Documents released by The Department of Justice on Tuesday show that JPMorgan came alarmingly close to putting well-over $1 billion of the firm's own capital into Bernie Madoff's Ponzi scheme, just before its collapse.
JPMorgan, which was the primary banker to Madoff Securities between October 1986 and its collapse on Dec. 11, 2008, sought to create complicated derivative products that would provide its private banking clients exposure to the $65 billion Ponzi scheme, according to documents released on Tuesday.
Beginning in the spring of 2006, JPMorgan invested roughly $343 million of the firm's own money in feeder funds to Madoff as a means to create a business of selling structured equity derivative products mimicking the Ponzi scheme's investment performance.With some money invested in Madoff feeder funds, JPMorgan sought to create products that would mimic the consistent returns of Madoff's investment performance through a synthetic exposure that didn't actually require entry to the Ponzi scheme artist's financial universe.

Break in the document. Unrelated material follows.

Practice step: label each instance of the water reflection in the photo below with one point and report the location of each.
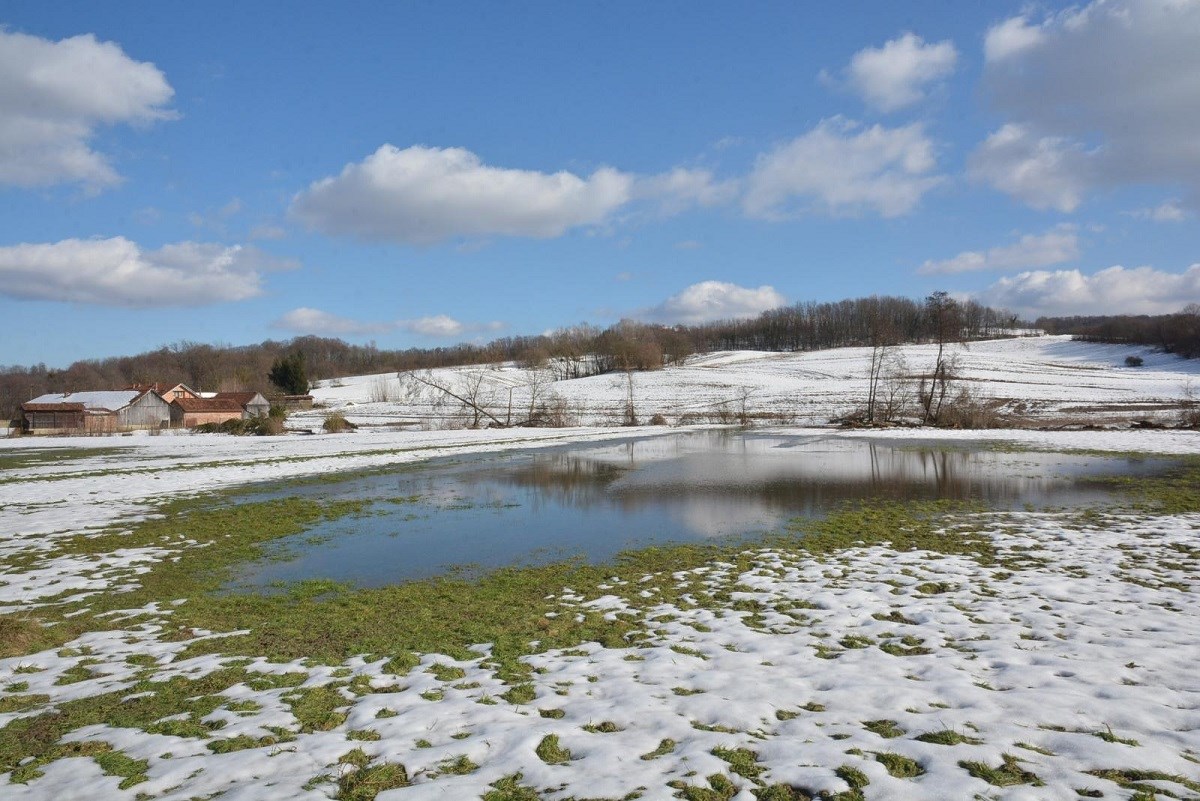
(595, 500)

In June 2007, DoJ documents show that JPMorgan's equity exotics asked for an exception to the $100 million risk limit to meed demand for the structured products it was selling. Specifically, the head of JPMorgan's EMEA equities desk asked that the firm to underwrite approximately $1 billion in Madoff-linked derivatives. In total, JPMorgan could have sunk $1.32 billion of its own capital into Madoff, putting the firm's exposure at $1.14 billion were the value of Madoff feeder funds to fall to zero, according to the DoJ's documents.